I have been using discord for a long time and have always been fascinated with the bots created by other people. I wanted to try creating one on my own and this hackathon gave me a chance to do just that. Also, as we have two foreign languages in our syllabus (french and german) this might come in handy.
As the name suggests, it is kind of like a translator tool that uses APIs to produce results in supported languages. It also has a command to perform "spinning" on the given text which replaces words with their synonyms to make it look original. Other than that, there are also some commands to convert your text into funny versions such as pirate talk, Shakespeare-like English, etc.
Using discord.py by Rapptz
The biggest challenge was I have never used python much and discord.py is based entirely on it. Googling the basic syntax was quite an ordeal. One other thing was that it was really hard to find free APIs which did what I wanted. After spending a lot of time, I found some APIs that worked but they had imposed limitations on the usage because it was free. That being my only choice, I had to work with it.
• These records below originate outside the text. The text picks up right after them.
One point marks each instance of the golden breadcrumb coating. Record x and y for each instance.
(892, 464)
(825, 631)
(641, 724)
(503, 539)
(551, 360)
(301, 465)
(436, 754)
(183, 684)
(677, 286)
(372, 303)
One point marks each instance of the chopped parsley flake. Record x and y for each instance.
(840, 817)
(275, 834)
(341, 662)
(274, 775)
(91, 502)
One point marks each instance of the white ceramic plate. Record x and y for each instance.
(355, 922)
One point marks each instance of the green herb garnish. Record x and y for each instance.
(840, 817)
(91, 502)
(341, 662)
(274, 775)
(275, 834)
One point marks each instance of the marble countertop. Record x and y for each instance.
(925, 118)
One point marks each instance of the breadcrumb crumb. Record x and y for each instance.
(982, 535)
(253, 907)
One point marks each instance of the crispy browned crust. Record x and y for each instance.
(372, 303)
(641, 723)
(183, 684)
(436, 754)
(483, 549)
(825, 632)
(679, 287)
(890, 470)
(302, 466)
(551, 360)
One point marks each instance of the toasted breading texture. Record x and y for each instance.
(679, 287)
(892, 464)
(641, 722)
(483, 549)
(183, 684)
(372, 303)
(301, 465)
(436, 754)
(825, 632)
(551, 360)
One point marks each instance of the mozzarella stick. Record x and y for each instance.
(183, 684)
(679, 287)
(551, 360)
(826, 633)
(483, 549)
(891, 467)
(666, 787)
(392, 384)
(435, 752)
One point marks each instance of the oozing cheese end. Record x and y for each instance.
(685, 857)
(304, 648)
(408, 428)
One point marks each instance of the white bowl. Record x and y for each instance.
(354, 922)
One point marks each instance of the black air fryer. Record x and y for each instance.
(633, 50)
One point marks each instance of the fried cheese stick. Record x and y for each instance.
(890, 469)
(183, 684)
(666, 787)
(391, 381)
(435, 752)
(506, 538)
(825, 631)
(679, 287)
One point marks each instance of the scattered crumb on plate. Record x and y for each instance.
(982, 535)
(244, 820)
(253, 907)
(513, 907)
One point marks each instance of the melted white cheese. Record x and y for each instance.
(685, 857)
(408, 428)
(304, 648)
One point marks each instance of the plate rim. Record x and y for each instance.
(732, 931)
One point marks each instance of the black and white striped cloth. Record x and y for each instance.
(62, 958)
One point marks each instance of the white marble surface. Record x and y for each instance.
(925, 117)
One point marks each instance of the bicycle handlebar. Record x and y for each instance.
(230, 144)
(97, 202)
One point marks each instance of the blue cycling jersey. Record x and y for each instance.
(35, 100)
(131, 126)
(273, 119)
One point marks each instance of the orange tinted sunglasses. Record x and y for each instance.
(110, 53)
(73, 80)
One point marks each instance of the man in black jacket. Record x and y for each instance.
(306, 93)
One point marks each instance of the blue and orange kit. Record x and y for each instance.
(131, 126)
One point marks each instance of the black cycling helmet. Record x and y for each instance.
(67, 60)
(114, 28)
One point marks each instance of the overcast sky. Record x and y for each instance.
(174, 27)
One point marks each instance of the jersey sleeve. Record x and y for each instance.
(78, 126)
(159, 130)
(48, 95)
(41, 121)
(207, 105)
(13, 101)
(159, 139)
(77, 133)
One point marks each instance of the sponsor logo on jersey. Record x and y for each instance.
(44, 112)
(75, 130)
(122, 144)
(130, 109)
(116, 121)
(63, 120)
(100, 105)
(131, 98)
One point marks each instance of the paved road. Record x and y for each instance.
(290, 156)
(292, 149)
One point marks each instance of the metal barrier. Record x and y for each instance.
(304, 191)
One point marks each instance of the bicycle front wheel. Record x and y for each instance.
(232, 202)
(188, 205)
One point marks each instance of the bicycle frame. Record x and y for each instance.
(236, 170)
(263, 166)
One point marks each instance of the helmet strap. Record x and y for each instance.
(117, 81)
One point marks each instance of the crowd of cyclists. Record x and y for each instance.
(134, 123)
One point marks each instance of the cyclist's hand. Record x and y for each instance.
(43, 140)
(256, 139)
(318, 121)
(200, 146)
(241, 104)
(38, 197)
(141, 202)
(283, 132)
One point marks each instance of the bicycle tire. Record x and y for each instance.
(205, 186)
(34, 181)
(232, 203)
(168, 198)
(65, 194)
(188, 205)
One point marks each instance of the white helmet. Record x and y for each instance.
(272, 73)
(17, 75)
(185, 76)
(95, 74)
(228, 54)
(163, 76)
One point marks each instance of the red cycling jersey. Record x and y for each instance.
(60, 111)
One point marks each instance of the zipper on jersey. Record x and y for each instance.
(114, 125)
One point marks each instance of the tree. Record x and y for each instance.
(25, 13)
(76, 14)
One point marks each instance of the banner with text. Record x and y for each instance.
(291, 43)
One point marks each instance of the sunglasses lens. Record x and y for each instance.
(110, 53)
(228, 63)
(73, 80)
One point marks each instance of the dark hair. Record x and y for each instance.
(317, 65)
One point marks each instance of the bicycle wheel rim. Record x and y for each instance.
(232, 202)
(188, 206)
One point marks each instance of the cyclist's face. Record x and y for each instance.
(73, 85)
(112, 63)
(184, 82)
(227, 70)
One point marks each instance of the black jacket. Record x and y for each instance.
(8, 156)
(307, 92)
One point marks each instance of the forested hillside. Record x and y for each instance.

Hosting the bot was a small challenge but that was mostly because it was my first time doing it.
Successfully completed my first project in Python. Hosted a functional Discord bot (ignoring some bugs)
Learned some new concepts and modules to work with in Python. Also learned the process of making a basic discord bot and working with APIs.
The next best thing for Translator Bot would be me learning DL and deploying my own APIs to overcome the problem of usage limitations of the free APIs. But for the near future, adding some new commands and solving pre-existing bugs such as multiple commands at once, better error handling, etc. would be my objective.